The Preds scored twice in a 51-second span in the second period, then twice in an 18-second span in the first minute of the third period, to blow the game wide open and chase Kevin Lankinen from the net — the first time all season Colliton has pulled his goalie.
The goals against were more due to egregious defending than poor goaltending, though. Nikita Zadorov inexplicably let Calle Jarnkrok get inside him for the Preds’ second goal. The Preds’ third and fifth goals came after Duncan Keith and Calvin de Haan committed egregious turnovers with blind passes toward the middle of the ice.
Gaudette debuts
Trade deadline acquisition Adam Gaudette, who’d been practicing with the Hawks since last Wednesday, debuted for his new team Monday. He took the place of Brandon Hagel, who was out pending a COVID-19 test result.
Gaudette notably started the game on the first line with Kirby Dach and Alex DeBrincat but ended up playing the second-fewest minutes on the team. He nonetheless earned an assist on David Kampf’s second-period goal — Kampf’s first in 46 games this year.

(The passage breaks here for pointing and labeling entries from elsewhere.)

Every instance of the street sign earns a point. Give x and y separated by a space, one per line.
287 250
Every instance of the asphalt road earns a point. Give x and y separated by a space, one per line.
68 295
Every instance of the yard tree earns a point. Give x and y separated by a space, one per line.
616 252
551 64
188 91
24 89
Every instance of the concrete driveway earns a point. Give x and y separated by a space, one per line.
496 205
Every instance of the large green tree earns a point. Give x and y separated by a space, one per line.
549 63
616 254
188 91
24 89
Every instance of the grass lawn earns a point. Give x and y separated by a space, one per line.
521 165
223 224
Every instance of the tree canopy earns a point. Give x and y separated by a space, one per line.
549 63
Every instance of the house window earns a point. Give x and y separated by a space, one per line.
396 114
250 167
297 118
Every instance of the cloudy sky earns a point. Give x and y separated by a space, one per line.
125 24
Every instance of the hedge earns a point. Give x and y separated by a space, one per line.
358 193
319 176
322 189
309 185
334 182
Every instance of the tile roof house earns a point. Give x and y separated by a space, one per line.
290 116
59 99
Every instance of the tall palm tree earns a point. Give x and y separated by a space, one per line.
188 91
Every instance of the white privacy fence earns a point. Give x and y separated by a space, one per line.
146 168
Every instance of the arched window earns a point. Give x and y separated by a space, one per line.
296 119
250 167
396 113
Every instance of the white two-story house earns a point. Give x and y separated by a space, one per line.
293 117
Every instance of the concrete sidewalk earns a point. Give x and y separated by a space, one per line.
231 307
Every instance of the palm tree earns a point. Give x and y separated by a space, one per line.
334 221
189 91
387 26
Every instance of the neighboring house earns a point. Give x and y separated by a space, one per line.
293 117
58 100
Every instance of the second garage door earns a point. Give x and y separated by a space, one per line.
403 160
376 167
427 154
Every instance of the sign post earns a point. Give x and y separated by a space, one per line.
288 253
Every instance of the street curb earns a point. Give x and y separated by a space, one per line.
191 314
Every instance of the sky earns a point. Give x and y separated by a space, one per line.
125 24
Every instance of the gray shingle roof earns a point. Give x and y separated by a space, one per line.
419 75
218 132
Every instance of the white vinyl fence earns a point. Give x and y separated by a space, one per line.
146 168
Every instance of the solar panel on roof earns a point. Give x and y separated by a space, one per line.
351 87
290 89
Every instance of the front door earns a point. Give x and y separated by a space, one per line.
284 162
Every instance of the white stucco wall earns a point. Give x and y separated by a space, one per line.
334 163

Janmark settling in with Knights
As Patrick Marleau broke the NHL’s all-time games played record Monday in the Sharks-Golden Knights game, ex-Hawks forward Mattias Janmark — much more quietly — made his fourth Knights appearance since the trade.
Janmark has settled in on the Knights’ third line with Tomas Nosek and Alex Tuch, averaging 15:33 of ice time. That’s in line with Knights GM Kelly McCrimmon’s post-trade quote that Janmark in Vegas would play a role “more similar to what he was in Dallas” than in Chicago.
Entering Monday, he’d recorded one assist in his first three games. His lack of explosive production hadn’t hurt his new team, which went 3-0 in those games.
Carl Soderberg, meanwhile, played 15:02 in one game with the Avalanche before a COVID-19 outbreak paused their season.